My complaint, if there is any, is that he undervalues the work of geneticists, biologists, and sociometricians, seeking apparently to find a causation that cannot be reduced to a series of pragmatic choices taken in a dramatically changing ecosystem or evolutionary responses to local conditions.  Fair enough, and as far as it goes, I agree.  Imagination, wherever and whenever it sprang into being, fits badly into the kind of steady-state hypothesizing of the harder sciences when it comes to how human society has evolved.  But to dismiss them as irrelevant in the face of an unverifiable and untestable proposition like Race Memory is to indulge in much the same kind of reductionist polemic that has handed us the autocratic theologies of “recorded history.”

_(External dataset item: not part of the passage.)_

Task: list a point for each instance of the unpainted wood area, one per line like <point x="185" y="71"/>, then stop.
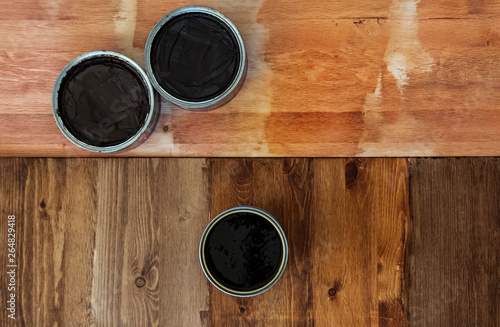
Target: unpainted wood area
<point x="325" y="78"/>
<point x="373" y="242"/>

Once Thompson moves out of the speculative field of, say, 8,000 B.C.E. and older and into the period wherein we have records, his attack on cherished paradigms acquires heft and momentum and the charm of the outsider.  (His mention, however, of Erich von Daniken threatens to undo the quite solid examination of the nature of “ancient” civilizations.)  It is easy enough to see, if we choose to step out of our own prejudices, how the march of civilization has been one of privileging male concerns and desires over the female and diminishing any attempt at egalitarianism in the name of power acquisition.  The justification of the powerful is and probably has always been that they are powerful, and therefore it is “natural” that they command.  Alternative scenarios suffer derision or oxygen deprivation until a civilization is old enough that the initial thrill and charm of conquest and dominance fades and more abstruse concerns acquire potency.

But the value of The Time Falling Bodies Take To Light  may be in its relentless evocation of institutional religion as a negation of the spiritual, as if to say that since we gave up any kind of natural and sane attitude toward sexuality and ignored the latent meaning in our mythologies we have been engaged in an ongoing and evermore destructive program to capture god in a bottle and settle once and for all what it is we are and should be.  When one looks around at the religious contention today, it is difficult if not impossible to say it is not all about men being in charge and women being property.  Here and there, from time to time, we hear a faint voice of reason crying out that this is a truly stupid thing to kill each other over.